If I may.
I'm sure that communities are asking for legislation to make their communities safer. It's happening all over the country. The reality is that the statistics that are available do show that crime rates are dropping and that violent crime is going down. But I'm sure that as politicians you're getting this all the time from communities, saying, please make our communities safer.
The way for us to do that is to listen to what we've been told by the professionals for so many years, that if we can create a certainty of apprehension, crime will go down. The biggest deterrent is the certainty of detection and apprehension. So when it comes to gun crimes, let's put our efforts there.
My comments--and I didn't mean to insult anybody from any province or from any native community; obviously there are contexts where Canadians do like guns, when they're in their proper context. When somebody is using a firearm for sustenance for himself and his family in a native community, nobody has a problem with that. The competitions you're talking about, nobody has a problem with them.
I think I tempered my comments with the fact that Canadians don't mind them in their proper context, a hunting rifle in hunting season on hunting territory. When I say Canadians don't like guns, I mean that in any courtroom in this country, when a bail hearing comes up and the evidence goes in before the judge and you see that somebody had a firearm, it makes everybody nervous. It makes everybody nervous. I think that's the way we are, perhaps as a people, without meaning to put down, in any way, shape or form, anyone in this country.

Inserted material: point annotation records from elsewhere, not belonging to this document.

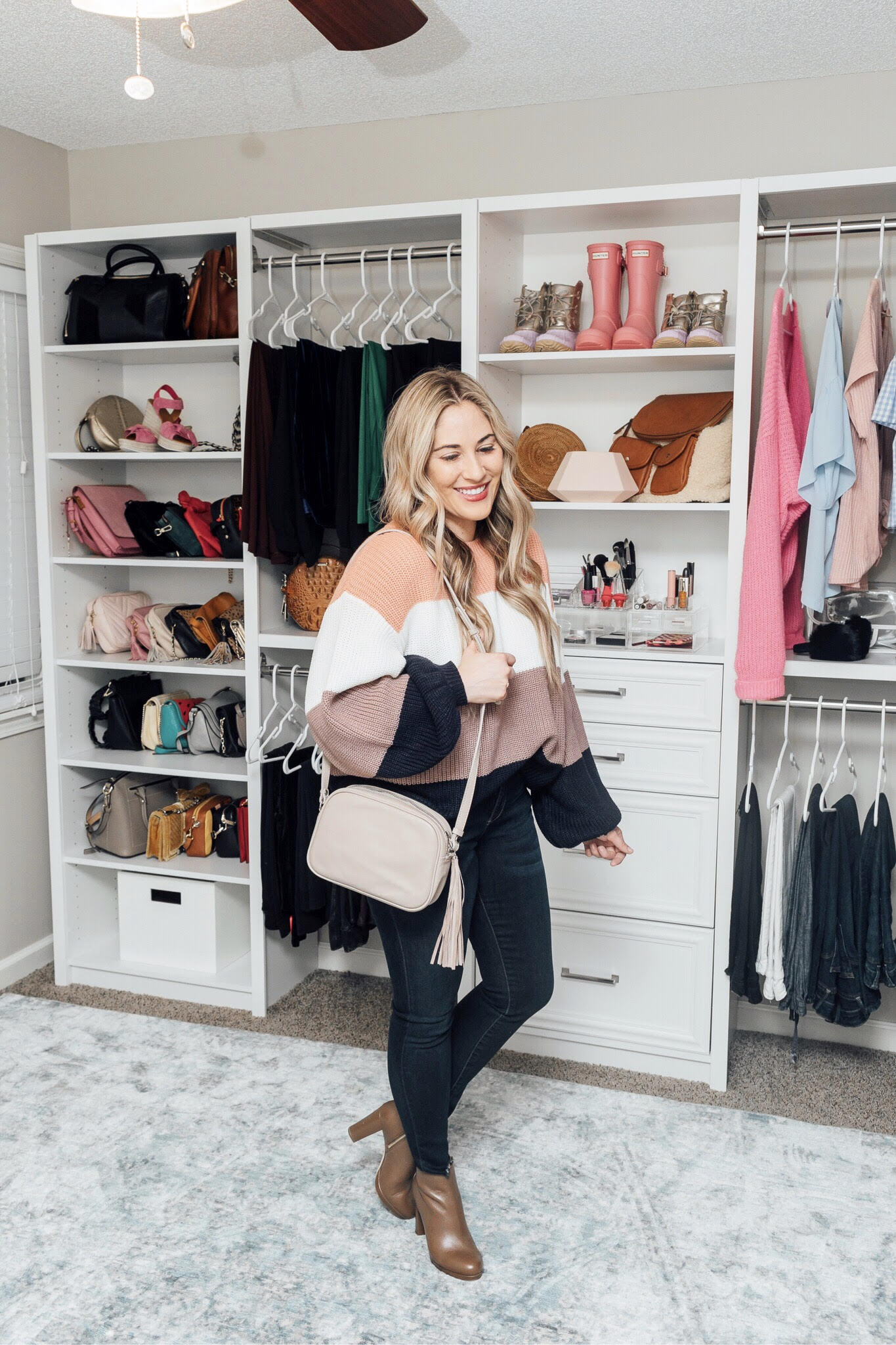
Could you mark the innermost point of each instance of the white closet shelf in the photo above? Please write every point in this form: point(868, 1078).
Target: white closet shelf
point(119, 661)
point(161, 455)
point(651, 506)
point(288, 639)
point(613, 361)
point(210, 866)
point(880, 666)
point(236, 978)
point(191, 766)
point(152, 351)
point(203, 563)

There will always be examples, I'm sure, of people who had a previous conviction and committed another crime, of terrible tragedies ending in death. Yes, of course, there will always be those examples. That's for sure. What we need is a plan to look at reducing gun crime across the board, if that's where the problem is, and not simply saying, well, there are going to be two or three offences for which we're going to change the burden, but in some much more serious ones, we're not going to go there. It will only create legal wrangling, which will leave out most of the Canadian population and take years to get to a settlement.
That's my fear. I may be right, I may be wrong, but that's my fear, and I'm only here to tell you my fears.